Уильям глянул на Генриха, потом решил – мальчик уже взрослый, пора и ему знать.
– Похоже, ее обвиняют в прелюбодеянии. Ты знаешь, что такое прелюбодеяние, Генрих?
– Да, сэр. – Мальчишка чуть вспыхнул. – Об этом сказано в Библии.
– Думаю, что на твою тетушку возвели напраслину, – ровным голосом продолжал муж. – Но таково обвинение Тайного совета.
Теперь и я начинаю понимать.
– Других тоже арестовали? В чем их обвиняют, в том же?
Уильям неохотно кивнул:
– Да, Генриха Норриса и Марка Смитона обвиняют в том, что они – ее любовники.
– Какая чепуха!
Уильям снова кивнул.
– А брата задержали для допроса?
– Да.
Что-то в его тоне меня насторожило.
– Они не будут его пытать? Не посмеют, да?
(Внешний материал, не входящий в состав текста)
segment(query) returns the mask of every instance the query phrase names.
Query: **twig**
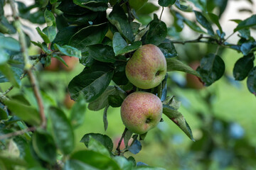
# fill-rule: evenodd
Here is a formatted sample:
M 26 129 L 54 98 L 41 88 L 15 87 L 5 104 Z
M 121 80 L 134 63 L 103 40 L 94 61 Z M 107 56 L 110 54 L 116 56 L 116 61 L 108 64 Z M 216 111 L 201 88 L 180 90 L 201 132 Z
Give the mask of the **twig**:
M 119 142 L 118 142 L 118 145 L 117 145 L 117 155 L 120 155 L 120 153 L 121 153 L 121 150 L 120 150 L 120 145 L 121 145 L 121 143 L 122 143 L 122 140 L 124 139 L 124 135 L 125 135 L 125 133 L 127 131 L 127 128 L 125 128 L 124 130 L 124 132 L 123 134 L 122 135 L 122 137 L 119 140 Z
M 36 127 L 30 127 L 30 128 L 28 128 L 27 129 L 25 129 L 25 130 L 21 130 L 15 131 L 14 132 L 7 133 L 7 134 L 1 135 L 0 136 L 0 140 L 4 140 L 6 138 L 21 135 L 23 135 L 24 133 L 31 132 L 31 131 L 34 131 L 35 130 L 36 130 Z
M 162 7 L 162 11 L 161 11 L 161 14 L 160 14 L 160 18 L 159 18 L 159 20 L 160 20 L 160 21 L 161 21 L 161 16 L 162 16 L 163 12 L 164 12 L 164 7 L 163 6 L 163 7 Z
M 24 59 L 24 63 L 25 63 L 24 70 L 25 70 L 25 72 L 27 72 L 27 74 L 28 75 L 29 80 L 32 85 L 34 95 L 36 96 L 36 101 L 37 101 L 37 103 L 38 105 L 40 116 L 41 118 L 41 125 L 43 128 L 46 128 L 46 115 L 44 114 L 43 101 L 42 101 L 42 98 L 41 96 L 41 94 L 39 91 L 39 88 L 36 84 L 36 77 L 34 76 L 34 75 L 32 72 L 32 70 L 31 70 L 33 65 L 29 63 L 29 57 L 28 57 L 28 49 L 26 47 L 25 35 L 22 30 L 22 25 L 21 25 L 21 21 L 19 21 L 19 17 L 18 17 L 18 13 L 15 8 L 14 1 L 9 0 L 9 1 L 10 4 L 11 10 L 12 10 L 12 13 L 13 13 L 14 18 L 14 26 L 16 28 L 18 34 L 18 38 L 19 38 L 19 41 L 20 41 L 21 47 L 21 52 L 23 54 L 23 59 Z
– Нет, дорогая. Они не забудут, что он благородных кровей. Его держат в Тауэре, пока допрашивают королеву и остальных.
– Но какое против него обвинение?
Уильям замешкался с ответом, взглянул на мальчика:
– Его обвиняют в том же самом.
– В прелюбодеянии?
Он кивнул.
Я молчала. В первое мгновение хотелось опять крикнуть: «Чепуха!» – но тут я вспомнила, как нужен был Анне сын, вспомнила ее уверенность, что от короля не родить здорового ребеночка. Как будто снова увидела перед собой: она стоит с Джорджем в обнимку и рассуждает, что Церковь ей не указ, – сама, дескать, знаю, грех это или нет. А он отвечает: меня можно отлучить от Церкви по крайней мере десять раз еще до завтрака, – и она смеется. Не знаю, на что Анна могла решиться от отчаяния. Не знаю, на что Джордж мог осмелиться от безрассудства. Нет, не буду больше думать об этих двоих.